Useless "Welcome to Country" ceremonies. A ‘Virtuous fad’


I have never seen the point of this. Just because one's ancestors once lived in a place, does that give them any rights? There is no legal doctrine to that effect yet that seems to be what is implied.  It is just another bit of Leftist racism as far as I can see

“It is hard to hear the softest of voices,” she wrote, “in a room filled with clamouring chatter. Only in silence can the quiet truly be heard.”

These words, which were published over the weekend, belong to Jacinta Nampijinpa Price, who is the Indigenous Country Liberal Party senator for the Northern Territory and who went where few dare to tread in denouncing what she described as the virtue-signalling calls for Indigenous “voice” and “recognition”.

Ever sat through a Welcome to Country ceremony and wondered just what in real terms it contributed to the many challenges facing Indigenous women and children and thought that just maybe it was a piece of theatre designed to make everybody – individuals, corporations, governments, universities, councils – feel that they were making a contribution to “recognition”?

You might think it, but you dare not give voice to the thought for fear of being denounced as an uncaring, disrespectful racist. Senator Price does not run that risk and spoke for many, I suspect, when she wrote that Indigenous recognition has become “the latest virtuous fad”.

“On any given day in our nation you can be confronted with non-Indigenous Australians vying to have their virtues heard when they monotonously and mechanically pay their ‘respects to elders past, present and emerging’,” she wrote.

“Simultaneously, Australians with Indigenous heritage purport to be ‘proud’ members of some – or a number of – tribes belonging to fashionably termed ‘First Nations’.”

Her point is that it’s lovely to nod virtuously at such ceremonies while resisting the urge to look at your watch or check your phone, but something else entirely to do something about Indigenous social issues.

Politicians of all persuasions are quick to embrace such virtue signalling, but do little to combat the appalling level of physical violence and sexual assaults being perpetrated on Indigenous women and children at many times the rate of that in the non-Indigenous population.

There have been some horrific instances of domestic violence in Queensland and elsewhere in recent times and the issue has generated outrage, public outpourings of grief and demands for a more effective government action.

Senator Price puts this in an uncomfortable perspective when she says that her cousin was attacked with an axe for supporting her niece in a rape case against an Indigenous relative, an attack that was witnessed by schoolchildren.

If the attack had taken place in Brisbane or any capital city, she said, women would have taken to the streets demanding an end to what she described as this “patriarchy” – but nothing happened.

The electoral success of the Greens and Independents in the federal election has pushed climate change to the very forefront of the national debate. Younger voters and the well-educated and financially secure elite embraced the Greens and the allegedly independent teals as they might the latest in winter coats by Burberry.

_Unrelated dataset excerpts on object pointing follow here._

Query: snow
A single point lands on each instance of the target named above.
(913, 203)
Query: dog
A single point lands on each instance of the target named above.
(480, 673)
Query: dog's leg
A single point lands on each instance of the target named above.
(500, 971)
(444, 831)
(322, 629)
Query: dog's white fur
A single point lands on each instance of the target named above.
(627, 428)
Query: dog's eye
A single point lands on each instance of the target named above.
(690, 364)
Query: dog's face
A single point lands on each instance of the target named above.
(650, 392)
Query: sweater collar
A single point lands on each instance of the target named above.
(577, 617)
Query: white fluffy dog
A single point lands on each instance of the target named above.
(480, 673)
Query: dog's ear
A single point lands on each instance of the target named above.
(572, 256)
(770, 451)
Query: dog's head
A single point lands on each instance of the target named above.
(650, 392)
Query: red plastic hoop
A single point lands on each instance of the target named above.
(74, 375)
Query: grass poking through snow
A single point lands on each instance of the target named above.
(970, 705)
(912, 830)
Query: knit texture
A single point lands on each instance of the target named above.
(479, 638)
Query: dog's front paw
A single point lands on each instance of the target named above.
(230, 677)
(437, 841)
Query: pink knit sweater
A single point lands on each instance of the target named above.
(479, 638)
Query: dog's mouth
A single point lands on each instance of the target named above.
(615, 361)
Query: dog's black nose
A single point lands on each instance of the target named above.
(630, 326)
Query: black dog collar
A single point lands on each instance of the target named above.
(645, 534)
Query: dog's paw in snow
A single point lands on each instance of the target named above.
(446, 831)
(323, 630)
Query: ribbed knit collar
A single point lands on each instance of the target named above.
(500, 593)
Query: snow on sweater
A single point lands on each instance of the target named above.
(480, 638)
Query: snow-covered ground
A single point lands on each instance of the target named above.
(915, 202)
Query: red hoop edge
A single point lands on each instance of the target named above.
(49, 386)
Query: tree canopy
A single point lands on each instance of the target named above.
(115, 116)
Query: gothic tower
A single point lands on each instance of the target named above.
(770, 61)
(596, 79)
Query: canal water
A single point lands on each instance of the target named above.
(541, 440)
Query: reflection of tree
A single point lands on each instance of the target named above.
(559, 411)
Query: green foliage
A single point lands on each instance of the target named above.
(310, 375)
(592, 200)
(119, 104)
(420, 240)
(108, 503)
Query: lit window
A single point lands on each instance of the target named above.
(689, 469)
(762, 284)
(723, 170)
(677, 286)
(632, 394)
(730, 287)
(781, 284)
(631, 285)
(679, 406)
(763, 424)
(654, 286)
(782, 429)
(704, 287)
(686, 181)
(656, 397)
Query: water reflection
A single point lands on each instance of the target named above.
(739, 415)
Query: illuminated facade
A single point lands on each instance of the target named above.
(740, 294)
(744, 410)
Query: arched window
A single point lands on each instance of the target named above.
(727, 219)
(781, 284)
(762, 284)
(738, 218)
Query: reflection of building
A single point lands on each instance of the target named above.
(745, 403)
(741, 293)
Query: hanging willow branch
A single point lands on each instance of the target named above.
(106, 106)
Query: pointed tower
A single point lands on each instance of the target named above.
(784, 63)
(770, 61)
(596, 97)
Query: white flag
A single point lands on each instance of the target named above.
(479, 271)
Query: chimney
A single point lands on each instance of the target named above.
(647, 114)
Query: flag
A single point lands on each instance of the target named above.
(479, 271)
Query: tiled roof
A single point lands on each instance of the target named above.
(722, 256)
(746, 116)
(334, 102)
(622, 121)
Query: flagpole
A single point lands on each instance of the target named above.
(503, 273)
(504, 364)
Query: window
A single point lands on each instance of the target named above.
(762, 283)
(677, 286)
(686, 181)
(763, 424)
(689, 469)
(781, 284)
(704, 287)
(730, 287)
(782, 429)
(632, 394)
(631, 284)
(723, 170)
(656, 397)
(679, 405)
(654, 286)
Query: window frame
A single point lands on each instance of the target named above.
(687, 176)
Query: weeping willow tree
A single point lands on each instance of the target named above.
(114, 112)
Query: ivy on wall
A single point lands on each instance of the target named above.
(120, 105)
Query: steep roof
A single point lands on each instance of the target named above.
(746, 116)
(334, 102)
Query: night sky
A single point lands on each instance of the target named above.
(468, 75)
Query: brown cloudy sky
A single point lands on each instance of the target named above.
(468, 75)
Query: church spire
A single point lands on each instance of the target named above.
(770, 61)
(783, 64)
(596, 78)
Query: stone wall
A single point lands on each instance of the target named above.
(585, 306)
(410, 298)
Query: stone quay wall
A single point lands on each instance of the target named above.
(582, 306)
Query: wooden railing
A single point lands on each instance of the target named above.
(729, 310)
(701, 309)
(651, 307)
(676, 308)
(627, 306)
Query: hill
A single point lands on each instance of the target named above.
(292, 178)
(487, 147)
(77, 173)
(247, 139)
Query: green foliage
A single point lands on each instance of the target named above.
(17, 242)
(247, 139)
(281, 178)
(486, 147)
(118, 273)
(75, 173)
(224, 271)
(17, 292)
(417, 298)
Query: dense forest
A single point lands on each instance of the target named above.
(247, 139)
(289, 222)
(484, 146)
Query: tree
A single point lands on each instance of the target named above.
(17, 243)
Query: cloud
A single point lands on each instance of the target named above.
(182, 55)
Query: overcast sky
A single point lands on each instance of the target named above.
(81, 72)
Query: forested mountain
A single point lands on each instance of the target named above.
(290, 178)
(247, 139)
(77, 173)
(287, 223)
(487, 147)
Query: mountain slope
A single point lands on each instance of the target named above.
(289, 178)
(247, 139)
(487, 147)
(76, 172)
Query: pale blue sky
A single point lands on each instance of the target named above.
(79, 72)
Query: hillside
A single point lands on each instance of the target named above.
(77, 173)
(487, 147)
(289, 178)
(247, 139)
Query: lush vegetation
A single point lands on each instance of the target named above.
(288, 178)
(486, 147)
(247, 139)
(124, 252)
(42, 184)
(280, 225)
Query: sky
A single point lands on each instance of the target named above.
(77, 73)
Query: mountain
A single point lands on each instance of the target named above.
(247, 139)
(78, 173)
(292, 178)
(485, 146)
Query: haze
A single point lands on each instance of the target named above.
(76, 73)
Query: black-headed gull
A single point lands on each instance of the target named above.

In doing so did they ever pause for a moment and wonder just how large climate change concerns loom in the minds of Indigenous women and children who live in daily fear of being bashed or raped? Hardly, for as Senator Price opined, these victims are out of sight and mind to the virtue-signalling class. “These attacks cannot be fixed by ‘Welcome to Country or elders past, present and emerging’,” she says.

The superficially virtuous are also quick to champion the establishment of a separate Indigenous voice to federal parliament and a treaty with Indigenous people neither of which, as Price points out, make any reference to, suggest any solutions to, or even acknowledge the existence of the issue of violence and abuse.

Virtue, like talk, is cheap. It has replaced tree hugging as elements of our society proclaim their determination to save the planet while conveniently ignoring the issues that plague sections of our community.

Saving the planet is dead easy. You just cast your vote and all but bursting with virtue go home, put your feet up, pour a glass of vegan wine, turn on the reverse cycle aircon if it’s getting a bit chilly and relax – job done. It’s so much easier than confronting what Senator Price describes as raw and unpleasant truths.